DEPOK, KOMPAS — Layanan angkutan umum di Kota Depok, Jawa Barat, timpang. Selain belum terintegrasi dengan baik, layanan ini juga sangat berbeda kondisinya. Hal ini mendorong warga untuk tidak menggunakan angkutan umum yang tersedia.
Layanan angkutan kereta rel listrik (KRL) di lima stasiun di Depok, misalnya, tidak diintegrasikan dengan angkutan penumpang lain di luar stasiun.
Kalaupun ada integrasi secara desain lokasi, seperti di Stasiun Depok Baru, layanan angkutan kota (angkot) yang ada tidak sepadan dengan layanan KRL. Selain jadwal keberangkatan yang tidak jelas, layanan angkot pun sering tidak memuaskan penggunanya.
Kepala Dinas Perhubungan Kota Depok Dadang Wihana mengakui, wilayah ini
belum memiliki rencana pengembangan angkutan massal, seperti bus rapid transit (BRT). ”Untuk sementara kami optimalkan angkutan yang ada,” kata Dadang.
Ketimpangan layanan ini menjadi perhatian serius Kepala Badan Pengelola Transportasi Jabodetabek Bambang Prihartono. Menurut Bambang, ada ketimpangan layanan ketika penumpang KRL turun dari stasiun.
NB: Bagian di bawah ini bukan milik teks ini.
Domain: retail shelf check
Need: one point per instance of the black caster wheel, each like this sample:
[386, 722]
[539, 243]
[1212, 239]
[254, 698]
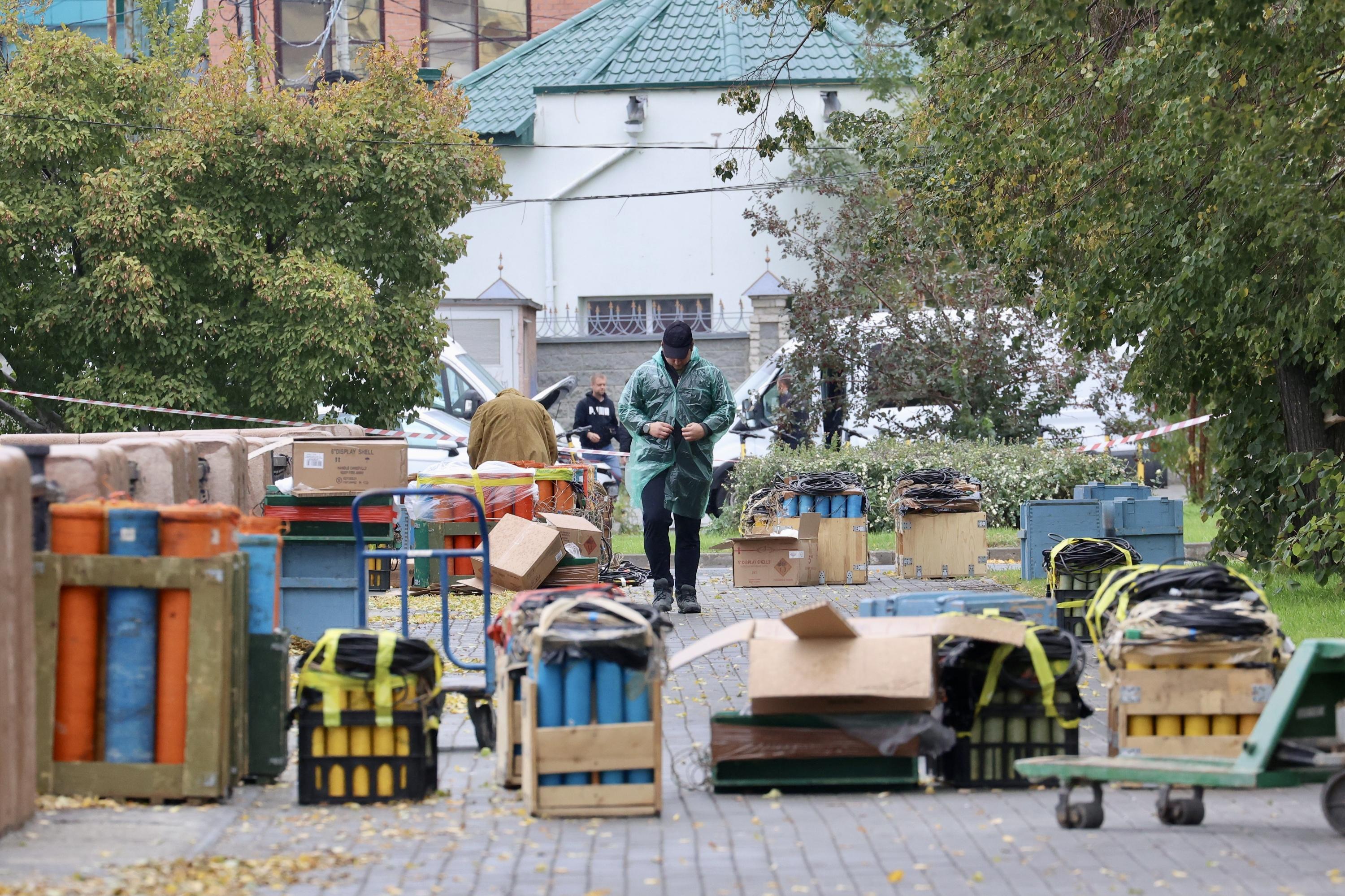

”Ini akan kami samakan agar semakin banyak orang beralih menggunakan transportasi massal,” katanya.
Angkutan bus penumpang sudah dijalankan di sejumlah daerah. Di
Tangerang Selatan (Tangsel) ada Trans Anggrek dan di Bogor ada Trans Pakuan. Trans Anggrek di Tangsel, misalnya, setelah ada satu koridor akan ditambah menjadi empat koridor.
Menurut Sukanta, Kepala Dinas Perhubungan Kota Tangsel, penambahan empat koridor itu akan dilakukan tahun 2019.